La question du financement de la lutte contre le changement climatique sera décisive pour le succès mondial du processus de l'accord de Paris. Les coûts financiers et humains du changement climatique augmentent, et, comme d'habitude, les pays en développement seront le plus durement touchés. Le statu quo n'est pas tenable alors que la transition écologique constitue aussi une opportunité économique. Les investissements dans les technologies vertes peuvent être un moteur essentiel de la relance mondiale au lendemain de la pandémie et créer des centaines de millions d'emplois sûrs, durables et de qualité dans le monde entier. Certes, les pays développés ont de nombreux problèmes à résoudre, mais s'ils sont incapables d'aider les pays en développement et les économies émergentes à s'adapter au changement climatique et à réaliser leur propre transition écologique, la lutte contre le changement climatique à l'échelle mondiale est vouée à l'échec. Ensemble, avec 21 milliards d'euros (environ 25 milliards de dollars) sur les 100 milliards de dollars promis chaque année par les pays développés au titre du Fonds vert pour le climat, l'UE, ses États membres et la BEI sont le plus gros contributeur en faveur des pays en développement. En septembre, lors de son dernier discours sur l'état de l'Union, la présidente de la Commission européenne, Ursula von der Leyen, a annoncé un montant supplémentaire de 4 milliards d'euros d'ici 2027. À cet égard, il existe des projets concrets de coopération avec les pays en développement en cours d'élaboration, que nous annoncerons dans les jours à venir.

 

"À Glasgow, l'UE s'attachera principalement à inciter d'autres acteurs à agir. Le pacte vert pour l'Europe est notre "carte de visite" et notre invitation lancée à d'autres pour qu'ils s'alignent sur nos ambitions."

 

À Glasgow, l'UE s'attachera principalement à inciter d'autres acteurs à agir.
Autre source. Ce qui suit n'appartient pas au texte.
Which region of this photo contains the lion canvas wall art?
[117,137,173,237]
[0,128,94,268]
Le pacte vert pour l'Europe est notre "carte de visite" et notre invitation lancée à d'autres pour qu'ils s'alignent sur nos ambitions. Nos efforts de sensibilisation ont contribué à persuader plusieurs grands émetteurs de renforcer leur action en faveur du climat en s'engageant à l'égard des objectifs de neutralité climatique d'ici le milieu du siècle, après que l'UE a tracé la voie en décembre 2019. Une semaine après que la présidente von der Leyen a appelé les États-Unis à accroître leur contribution au financement de la lutte contre le changement climatique, le président Biden s'y est engagé devant l'Assemblée générale des Nations unies; notre dialogue continu avec la Chine a conduit le président Xi Jinping à annoncer la fin du financement de l'exploitation du charbon à l'étranger; une semaine après notre dialogue à haut niveau sur le climat, la Turquie a proposé de ratifier l'accord de Paris, etc. Une prochaine étape consistera, pour la présidente von der Leyen et le président des États-Unis, à lancer à Glasgow l'engagement mondial concernant le méthane, qui a pour objectif de réduire les émissions de ce gaz responsable d'un effet de serre nettement plus important que celui provoqué par le CO2.

 

"Au-delà du sommet de Glasgow, le succès durable de la lutte contre le changement climatique dépendra de la capacité des grandes puissances mondiales à trouver les moyens de coopérer, même si les tensions géopolitiques sont vives et les désaccords idéologiques profonds."

 

Au-delà de ce sommet, le succès durable de la lutte contre le changement climatique dépendra de la capacité des grandes puissances mondiales à trouver les moyens de coopérer, même si les tensions géopolitiques sont vives et les désaccords idéologiques profonds. Grâce à sa diplomatie climatique, l'UE joue depuis trente ans un rôle important pour rendre possible la coopération nécessaire au niveau mondial. Dans le contexte international tendu, elle devra assumer de plus en plus ce rôle à l'avenir. Fondamentalement, l'action climatique est un bien public mondial: elle ne peut réussir que si tous les grands acteurs participent à l'effort. Il s'agit d'un véritable test pour le système multilatéral. Étant donné l'importance des enjeux pour l'humanité, c'est un test auquel nous ne pouvons pas nous permettre d'échouer.